Madame la présidente, mes chers collègues, le développement des filières djihadistes est un phénomène récent et extrêmement préoccupant. Il est la traduction de l’une des nombreuses mutations du terrorisme, dont les causes et les caractéristiques évoluent sans cesse. Selon un rapport de l’ONU, 15 000 personnes, issues de 80 pays, ont rejoint les groupes fondamentalistes en Irak et en Syrie. Au niveau européen, environ 3 000 ressortissants sont partis faire le djihad.
La France n’est donc pas un cas isolé. Elle fournit néanmoins, avec la Belgique, le Danemark et le Royaume-Uni, un des plus importants contingents occidentaux. En effet, les chiffres ne cessent d’augmenter. De 50 en mars 2013, puis 800 en juillet dernier, nous serions passés selon le ministère de l’intérieur à 1 132 Français impliqués dans des filières djihadistes. Parmi eux, 376 Français seraient présents en Syrie et en Irak. Jamais ce phénomène ne s’était manifesté dans de telles proportions.
La menace est donc bien réelle, et grandissante. Elle est d’autant plus inquiétante que l’on sait que ces citoyens français, qui prennent les armes afin de partir faire le djihad, peuvent potentiellement revenir en Europe avec une idéologie chargée de haine envers l’Occident et la solide expérience militaire qu’ils ont pu acquérir.
C’est pleinement conscients de ces menaces que les sénateurs du groupe UDI-UC ont initié une commission d’enquête sur l’organisation et les moyens de la lutte contre les réseaux djihadistes en France et en Europe. Créée le 9 octobre dernier, cette commission d’enquête a d’ores et déjà débuté ses travaux et procédé à plusieurs auditions.
Certes, il serait inexact de dire que cette menace n’a pas été prise en compte par le législateur. À deux reprises, sous cette législature, nous avons adapté notre législation à ces nouvelles réalités. Cet arsenal a été complété par une interdiction administrative du territoire, dont nous avions souligné le caractère indispensable, pour faire face à la recrudescence du départ de jeunes Français vers des zones où l’apprentissage de la lutte armée se double d’un embrigadement idéologique. Les conséquences de l’utilisation intensive d’internet comme moyen de propagande et de recrutement ont également été prises en compte. Rappelons que 91 % des recrutements se feraient par internet, sur les réseaux sociaux et par des vidéos de propagande et d’endoctrinement.
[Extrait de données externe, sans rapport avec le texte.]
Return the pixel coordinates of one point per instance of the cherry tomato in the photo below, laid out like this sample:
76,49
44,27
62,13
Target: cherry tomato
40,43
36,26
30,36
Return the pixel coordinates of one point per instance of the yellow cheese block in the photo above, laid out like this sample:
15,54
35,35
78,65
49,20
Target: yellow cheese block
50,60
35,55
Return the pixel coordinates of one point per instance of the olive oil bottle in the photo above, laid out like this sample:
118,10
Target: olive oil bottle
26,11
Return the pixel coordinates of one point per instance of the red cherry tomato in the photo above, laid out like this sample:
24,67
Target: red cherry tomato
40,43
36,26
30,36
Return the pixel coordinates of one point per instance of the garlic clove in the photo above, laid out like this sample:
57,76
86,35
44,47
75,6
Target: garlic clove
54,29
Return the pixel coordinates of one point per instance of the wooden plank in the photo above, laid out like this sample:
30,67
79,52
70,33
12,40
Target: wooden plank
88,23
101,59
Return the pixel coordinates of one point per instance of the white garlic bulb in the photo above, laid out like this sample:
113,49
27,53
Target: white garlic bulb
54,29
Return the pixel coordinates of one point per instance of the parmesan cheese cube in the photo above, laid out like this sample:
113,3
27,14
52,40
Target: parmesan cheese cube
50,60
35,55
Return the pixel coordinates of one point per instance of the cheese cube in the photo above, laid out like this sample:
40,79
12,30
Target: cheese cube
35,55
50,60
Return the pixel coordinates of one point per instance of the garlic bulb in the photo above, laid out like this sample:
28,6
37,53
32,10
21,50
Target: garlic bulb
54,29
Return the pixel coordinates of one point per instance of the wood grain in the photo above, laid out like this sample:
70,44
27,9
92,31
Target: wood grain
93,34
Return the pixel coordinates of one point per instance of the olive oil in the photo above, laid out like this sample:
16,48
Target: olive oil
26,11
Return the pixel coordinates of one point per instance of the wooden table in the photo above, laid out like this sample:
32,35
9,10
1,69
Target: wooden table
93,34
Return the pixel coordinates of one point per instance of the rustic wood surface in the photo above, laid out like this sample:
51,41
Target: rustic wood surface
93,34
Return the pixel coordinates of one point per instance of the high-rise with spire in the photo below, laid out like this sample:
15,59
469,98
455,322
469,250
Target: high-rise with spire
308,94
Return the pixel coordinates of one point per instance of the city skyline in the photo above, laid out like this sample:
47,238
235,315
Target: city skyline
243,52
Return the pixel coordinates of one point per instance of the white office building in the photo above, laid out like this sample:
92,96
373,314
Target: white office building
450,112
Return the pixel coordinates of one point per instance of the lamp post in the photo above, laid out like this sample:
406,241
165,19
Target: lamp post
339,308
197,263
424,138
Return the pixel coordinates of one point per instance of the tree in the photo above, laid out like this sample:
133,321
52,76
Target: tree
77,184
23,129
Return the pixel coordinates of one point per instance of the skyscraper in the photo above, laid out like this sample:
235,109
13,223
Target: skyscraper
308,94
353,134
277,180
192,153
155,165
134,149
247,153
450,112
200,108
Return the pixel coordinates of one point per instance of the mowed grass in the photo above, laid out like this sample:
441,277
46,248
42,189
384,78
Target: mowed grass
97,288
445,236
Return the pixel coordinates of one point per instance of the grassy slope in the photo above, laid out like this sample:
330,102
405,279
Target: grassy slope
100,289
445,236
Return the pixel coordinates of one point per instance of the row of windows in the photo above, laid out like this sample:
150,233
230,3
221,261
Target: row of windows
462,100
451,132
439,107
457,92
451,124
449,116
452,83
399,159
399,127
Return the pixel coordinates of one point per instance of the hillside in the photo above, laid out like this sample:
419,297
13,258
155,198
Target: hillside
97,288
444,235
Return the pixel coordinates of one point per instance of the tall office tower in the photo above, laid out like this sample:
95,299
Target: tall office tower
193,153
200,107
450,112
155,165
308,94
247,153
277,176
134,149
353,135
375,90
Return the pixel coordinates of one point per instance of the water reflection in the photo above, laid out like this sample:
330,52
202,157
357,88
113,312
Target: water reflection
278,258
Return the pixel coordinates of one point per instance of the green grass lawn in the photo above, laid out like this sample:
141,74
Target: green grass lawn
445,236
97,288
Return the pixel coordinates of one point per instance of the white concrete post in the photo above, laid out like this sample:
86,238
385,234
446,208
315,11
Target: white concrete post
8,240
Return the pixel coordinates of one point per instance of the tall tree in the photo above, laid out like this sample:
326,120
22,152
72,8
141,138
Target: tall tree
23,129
La loi du 13 novembre 2014 renforçant les dispositions relatives à la lutte contre le terrorisme a également permis la création d’un délit d’entreprise terroriste individuelle. Pour autant, comme certains d’entre nous l’avaient dénoncé, la question du retour en France des individus qui auront participé à des actions sur les théâtres djihadistes est demeurée sans réponse.
À ce titre, la création d’une commission d’enquête nous semble nécessaire. Elle permettra à notre assemblée d’analyser l’efficacité des moyens de prévention, de détection et de surveillance des filières djihadistes et des radicaux religieux présentant des risques manifestes de réalisation d’actes terroristes. Cette commission, qui sera également l’occasion de faire le point sur la coopération policière en Europe, devrait aboutir à la formulation de propositions pour renforcer la lutte contre le djihad.
Nous ne saurions nous priver d’un tel travail d’analyse, qui sera à coup sûr utile au renforcement de la surveillance et de la lutte contre ces filières. Le groupe UDI soutient donc la création de cette commission d’enquête.